Zones of bacterial growth on iron-restricted solid medium around disks impregnated with different iron sources (clockwise from top left) as follows: hemin, Fe(NO₃)₃, Fe-pTf, porcine hemoglobin, and PBS (center). Panels show growth of wild-type A. pleuropneumoniae (a), the tonB1 mutant strain (b), the tonB1 mutant strain transformed with pLURO3 (c), and the tonB2 mutant strain (d).

FIG. 6.

RT-PCR analysis of tonB1 and tbpB expression. (a) RT-PCR analysis of tonB1 expression using primers tonBGER1 and tonBGER4. Lanes contain products from RNA templates under different growth conditions as follows: 1, wild type, iron replete; 2, wild type, iron restricted; 3, tonB1 mutant, iron restricted; 4, tonB1::pLURO3, iron restricted; 5, tonB2 mutant, iron restricted.

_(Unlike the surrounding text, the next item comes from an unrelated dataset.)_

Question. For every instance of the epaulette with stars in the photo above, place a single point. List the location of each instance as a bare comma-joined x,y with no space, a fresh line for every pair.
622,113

M, size marker. (b) RT-PCR analysis of tbpB expression in A. pleuropneumoniae grown under conditions of iron restriction, using primers tbpB1 and tbpB2. Lanes contain products from RNA or DNA templates as follows: 1, wild-type RNA; 2, tonB1 mutant RNA; 3, wild-type RNA treated with RNase A (negative control); 4, tonB1 mutant RNA treated with RNase A (negative control); 5, wild-type DNA (positive control).

FIG. 7.

Immunoblotting analysis of wild-type and tonB1 mutants probed with MAb 1.48. Lanes contain separated whole-cell lysates of strains under different growth conditions as follows: 1, wild type, iron replete; 2, wild type, iron restricted; 3, tonB1 mutant, iron replete; 4, tonB1 mutant, iron restricted. The position of TbpB is indicated.

FIG. 8.

Bacterial growth visualized as colonies on the dark background of ferrichrome-stained agar, demonstrating ferrichrome utilization by A. pleuropneumoniae strains. (a) Wild type; (b) tonB1 mutant; (c) tonB2 mutant.